Encore que... J'ai vu des beautés dans un paquet de lingettes ou de serviettes en papier. Juste ajuster son regard sur une lunette et tout est différent.
Hier, c'était du tout moche. Du tout vilain. Tout sentait la laideur du monde. Tout. TOUT.
Un homme en chemise ceintrée, la soixantaine, bien dans ses sandalettes défendait sa place à la caisse. Y tenait mordicus à sa place, son caddie plein à vomir ! Personne allait lui voler, non mais ! se battrait pour ça s'il le fallait, dénoncerait celui qu'il soupçonnait déjà de ruse, le collabo ! Tiens, le vieil arabe, là, par exemple avec ses deux baguettes de pain, songeait sûrement à lui prendre, sa place. Mais allait pas se laisser faire et refaire, pas si bête l'animal !
Le vieil homme, le visage bas, me faisait des sourires dans la file. Je lui souriais aussi moi, histoire de se raconter l'attente, la touffeur de cette fin de journée pas top, la lourdeur d'un lieu sans poésie à s'inventer pour soi tout seul, vous voyez.

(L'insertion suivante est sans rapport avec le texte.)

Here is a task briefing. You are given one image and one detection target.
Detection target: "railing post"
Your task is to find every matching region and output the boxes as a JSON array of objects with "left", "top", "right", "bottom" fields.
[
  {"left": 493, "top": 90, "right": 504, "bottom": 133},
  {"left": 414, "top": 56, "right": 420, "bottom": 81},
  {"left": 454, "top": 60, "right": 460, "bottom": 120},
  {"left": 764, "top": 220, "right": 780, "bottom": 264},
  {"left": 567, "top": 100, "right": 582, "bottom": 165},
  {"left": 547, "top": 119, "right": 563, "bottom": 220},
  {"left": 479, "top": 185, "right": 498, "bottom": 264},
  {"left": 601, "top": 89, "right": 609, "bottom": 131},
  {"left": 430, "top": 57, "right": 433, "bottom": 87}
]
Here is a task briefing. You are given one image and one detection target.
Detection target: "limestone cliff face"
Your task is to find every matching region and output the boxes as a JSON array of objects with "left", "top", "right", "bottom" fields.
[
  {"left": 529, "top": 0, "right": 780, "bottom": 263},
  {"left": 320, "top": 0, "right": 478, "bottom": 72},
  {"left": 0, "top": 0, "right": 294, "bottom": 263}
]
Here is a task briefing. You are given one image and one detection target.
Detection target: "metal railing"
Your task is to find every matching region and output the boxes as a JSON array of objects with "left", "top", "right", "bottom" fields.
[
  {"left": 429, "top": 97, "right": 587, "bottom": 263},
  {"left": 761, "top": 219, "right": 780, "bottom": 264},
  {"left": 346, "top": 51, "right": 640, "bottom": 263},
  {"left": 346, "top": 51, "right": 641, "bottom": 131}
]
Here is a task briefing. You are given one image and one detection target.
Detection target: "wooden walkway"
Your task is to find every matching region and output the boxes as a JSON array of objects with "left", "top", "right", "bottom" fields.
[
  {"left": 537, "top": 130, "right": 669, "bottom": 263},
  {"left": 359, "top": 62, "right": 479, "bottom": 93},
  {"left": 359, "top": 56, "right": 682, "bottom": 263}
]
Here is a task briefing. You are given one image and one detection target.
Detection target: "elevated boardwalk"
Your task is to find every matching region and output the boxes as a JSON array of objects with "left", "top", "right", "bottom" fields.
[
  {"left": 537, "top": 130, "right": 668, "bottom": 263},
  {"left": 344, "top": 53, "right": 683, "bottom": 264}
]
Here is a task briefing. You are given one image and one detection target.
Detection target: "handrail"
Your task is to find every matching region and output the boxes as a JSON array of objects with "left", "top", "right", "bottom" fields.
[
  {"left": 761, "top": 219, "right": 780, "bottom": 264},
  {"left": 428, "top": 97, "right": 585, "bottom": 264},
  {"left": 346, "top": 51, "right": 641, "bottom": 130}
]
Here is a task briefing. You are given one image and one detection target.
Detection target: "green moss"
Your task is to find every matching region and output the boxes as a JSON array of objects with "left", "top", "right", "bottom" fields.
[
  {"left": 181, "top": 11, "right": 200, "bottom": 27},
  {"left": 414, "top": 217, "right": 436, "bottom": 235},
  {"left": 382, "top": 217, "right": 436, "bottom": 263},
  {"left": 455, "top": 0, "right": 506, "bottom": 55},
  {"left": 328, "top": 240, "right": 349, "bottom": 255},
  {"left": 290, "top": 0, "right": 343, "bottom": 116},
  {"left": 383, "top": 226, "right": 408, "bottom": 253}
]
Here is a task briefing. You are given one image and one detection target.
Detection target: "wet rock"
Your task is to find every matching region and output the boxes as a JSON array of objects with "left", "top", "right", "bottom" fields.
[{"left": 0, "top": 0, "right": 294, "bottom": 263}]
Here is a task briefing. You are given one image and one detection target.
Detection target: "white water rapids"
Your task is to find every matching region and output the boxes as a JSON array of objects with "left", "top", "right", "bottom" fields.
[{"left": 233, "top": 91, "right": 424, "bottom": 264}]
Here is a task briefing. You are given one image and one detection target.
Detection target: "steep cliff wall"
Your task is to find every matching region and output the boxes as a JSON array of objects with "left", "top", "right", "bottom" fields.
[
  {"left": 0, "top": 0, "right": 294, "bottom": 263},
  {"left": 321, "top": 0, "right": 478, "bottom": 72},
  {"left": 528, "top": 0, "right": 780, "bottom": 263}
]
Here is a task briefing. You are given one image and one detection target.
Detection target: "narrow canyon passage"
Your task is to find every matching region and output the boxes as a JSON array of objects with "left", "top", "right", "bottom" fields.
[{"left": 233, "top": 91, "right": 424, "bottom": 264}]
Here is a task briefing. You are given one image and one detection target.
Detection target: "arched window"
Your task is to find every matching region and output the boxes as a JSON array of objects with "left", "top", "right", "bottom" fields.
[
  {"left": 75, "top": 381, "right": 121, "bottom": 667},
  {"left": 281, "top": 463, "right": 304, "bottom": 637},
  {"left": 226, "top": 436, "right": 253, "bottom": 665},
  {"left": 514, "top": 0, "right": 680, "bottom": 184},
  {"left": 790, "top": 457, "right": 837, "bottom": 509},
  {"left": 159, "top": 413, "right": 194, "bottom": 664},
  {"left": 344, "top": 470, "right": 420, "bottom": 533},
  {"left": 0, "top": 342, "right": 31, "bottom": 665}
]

L'autre en chemise ceintrée, la soixante ajoutée d'une vingtaine de minutes, toujours plus à l'aise dans ses sandalettes à la noix, trouvait des façons de se regaillardir. Remontait les épaules et se haussait du col. Jetait de vilaines oeillades à l'arabe, et le tenait dans ses mirettes, se ferait pas avoir au cas où. Au cas où... Le voilà qui se met à vociférer
"Tu veux faire quoi, toi ? Hein ? Tu veux me passer devant, toi, hein ?"

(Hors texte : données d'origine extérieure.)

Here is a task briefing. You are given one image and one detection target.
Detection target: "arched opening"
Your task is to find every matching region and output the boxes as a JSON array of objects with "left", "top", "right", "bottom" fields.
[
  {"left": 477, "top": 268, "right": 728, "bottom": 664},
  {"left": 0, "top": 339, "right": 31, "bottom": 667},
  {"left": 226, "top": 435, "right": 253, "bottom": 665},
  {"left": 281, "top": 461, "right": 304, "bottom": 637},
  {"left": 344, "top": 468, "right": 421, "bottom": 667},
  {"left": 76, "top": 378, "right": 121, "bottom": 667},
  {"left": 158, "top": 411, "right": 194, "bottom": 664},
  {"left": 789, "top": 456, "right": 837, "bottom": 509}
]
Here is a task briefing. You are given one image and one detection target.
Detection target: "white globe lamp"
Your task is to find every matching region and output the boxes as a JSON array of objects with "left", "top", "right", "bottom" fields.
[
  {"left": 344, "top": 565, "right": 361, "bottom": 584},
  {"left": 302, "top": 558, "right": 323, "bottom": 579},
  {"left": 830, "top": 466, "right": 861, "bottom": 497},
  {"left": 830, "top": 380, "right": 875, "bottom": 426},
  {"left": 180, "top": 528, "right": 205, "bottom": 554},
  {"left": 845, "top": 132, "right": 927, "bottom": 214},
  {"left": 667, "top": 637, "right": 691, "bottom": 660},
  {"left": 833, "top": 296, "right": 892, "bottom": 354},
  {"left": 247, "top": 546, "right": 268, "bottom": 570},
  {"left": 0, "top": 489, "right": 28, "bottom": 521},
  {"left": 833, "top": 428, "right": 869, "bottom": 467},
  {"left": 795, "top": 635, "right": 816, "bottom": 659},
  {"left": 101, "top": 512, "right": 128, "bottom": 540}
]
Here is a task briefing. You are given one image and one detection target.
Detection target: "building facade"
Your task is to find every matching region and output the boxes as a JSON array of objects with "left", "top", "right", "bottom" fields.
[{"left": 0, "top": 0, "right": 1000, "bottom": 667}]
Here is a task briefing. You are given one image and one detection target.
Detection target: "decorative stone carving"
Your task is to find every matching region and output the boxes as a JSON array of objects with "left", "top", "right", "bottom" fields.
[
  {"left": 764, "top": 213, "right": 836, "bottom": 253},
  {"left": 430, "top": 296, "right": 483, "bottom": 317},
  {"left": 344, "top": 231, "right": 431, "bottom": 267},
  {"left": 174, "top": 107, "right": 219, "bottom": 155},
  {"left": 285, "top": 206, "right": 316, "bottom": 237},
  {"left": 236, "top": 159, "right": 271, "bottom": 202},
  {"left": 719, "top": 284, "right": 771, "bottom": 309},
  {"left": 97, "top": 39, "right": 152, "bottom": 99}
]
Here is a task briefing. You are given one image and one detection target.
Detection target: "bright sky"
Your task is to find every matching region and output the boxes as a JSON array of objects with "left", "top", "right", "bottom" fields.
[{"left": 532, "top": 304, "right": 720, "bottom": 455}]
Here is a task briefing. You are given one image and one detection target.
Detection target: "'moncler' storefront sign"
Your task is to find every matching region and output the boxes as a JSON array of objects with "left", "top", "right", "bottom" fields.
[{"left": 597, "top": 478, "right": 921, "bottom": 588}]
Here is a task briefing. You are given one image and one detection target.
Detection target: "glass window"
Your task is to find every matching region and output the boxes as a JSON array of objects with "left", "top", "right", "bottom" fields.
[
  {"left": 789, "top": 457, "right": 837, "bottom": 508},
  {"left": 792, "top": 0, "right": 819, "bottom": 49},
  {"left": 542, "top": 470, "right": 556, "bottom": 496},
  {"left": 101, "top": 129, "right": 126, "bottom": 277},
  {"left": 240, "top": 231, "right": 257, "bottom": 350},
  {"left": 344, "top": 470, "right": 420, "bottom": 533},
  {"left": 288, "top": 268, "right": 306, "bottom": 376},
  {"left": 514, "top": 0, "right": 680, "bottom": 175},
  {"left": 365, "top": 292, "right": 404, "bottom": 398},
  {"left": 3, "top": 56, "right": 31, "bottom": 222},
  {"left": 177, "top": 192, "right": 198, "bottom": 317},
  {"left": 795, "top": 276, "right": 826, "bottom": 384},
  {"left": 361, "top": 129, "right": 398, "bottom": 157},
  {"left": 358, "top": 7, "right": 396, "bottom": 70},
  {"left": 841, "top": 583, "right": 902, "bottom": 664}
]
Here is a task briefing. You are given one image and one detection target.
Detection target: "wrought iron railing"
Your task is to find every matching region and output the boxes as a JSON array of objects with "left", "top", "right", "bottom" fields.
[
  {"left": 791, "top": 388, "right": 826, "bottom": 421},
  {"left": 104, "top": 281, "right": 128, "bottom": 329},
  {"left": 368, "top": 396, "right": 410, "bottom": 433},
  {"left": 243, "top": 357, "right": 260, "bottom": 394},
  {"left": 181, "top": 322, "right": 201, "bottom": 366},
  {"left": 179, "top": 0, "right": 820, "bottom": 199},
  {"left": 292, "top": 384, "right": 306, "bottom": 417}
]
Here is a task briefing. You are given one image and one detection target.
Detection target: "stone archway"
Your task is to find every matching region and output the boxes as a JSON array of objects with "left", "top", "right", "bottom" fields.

Allez savoir, je ne sais pas tenir ma langue ! J'ai bredouillé que le tutoiement était insupportable, que ...
Le vieil homme semblait ne rien comprendre à ce qu'il entendait. M'a regardé et m'a souri encore. Comprenait pas la langue. Moi non plus je ne la saisis pas tant j'ai honte parfois d'être dans la foule humaine.